The move is not the finish line. It’s the start of something. And the better your landing place fits you, the more that something gets to be.
I want to end with something I think about often.
I made all the mistakes I just told you about, and more. I prepared badly in ways I didn’t even know to prepare for. I should have struggled here a lot more than I actually did.
But early on, in a little tienda in Melaque, there was an old woman behind the counter shelling peas. She wasn’t your typical abuelita. She had braided hair, silver at the roots and black at the ends, and a face you didn’t argue with. She looked fierce.

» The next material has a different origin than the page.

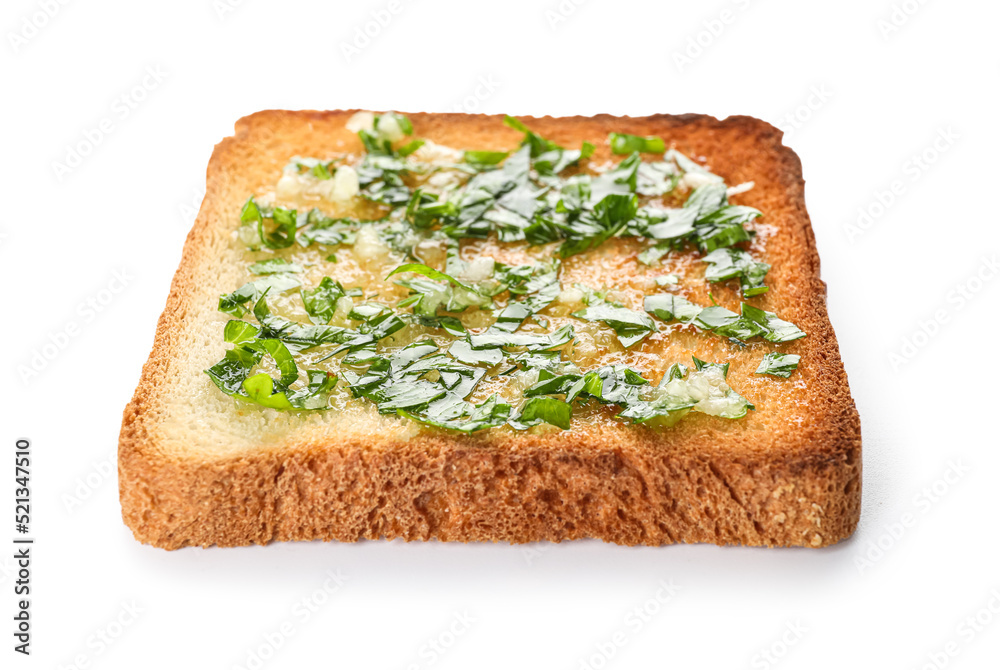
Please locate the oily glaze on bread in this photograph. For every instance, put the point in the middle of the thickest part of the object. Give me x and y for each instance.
(197, 469)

She looked up when I told her I’d come alone with my dogs. She called me hija. She gave me a tamarindo candy and told me to be careful with the men. Siempre pregunta. Siempre mira. Pero no pares. Always ask. Always look. But don’t stop.
I think about her often. I didn’t think about it at the time, but she was the first person who really made me feel cared for here. Just a small kindness, freely given by a stranger.
I got lucky. Mexico was generous with me in so many ways.
That, it turns out, is what I’d been looking for. I just hadn’t known what to call it.
Looking back, I don’t regret any of these mistakes. They were the price of becoming someone who actually lives here instead of someone who was just visiting.
That’s the thing about starting over. You don’t just move to a new country.
Eventually, if you stay long enough, the country moves into you.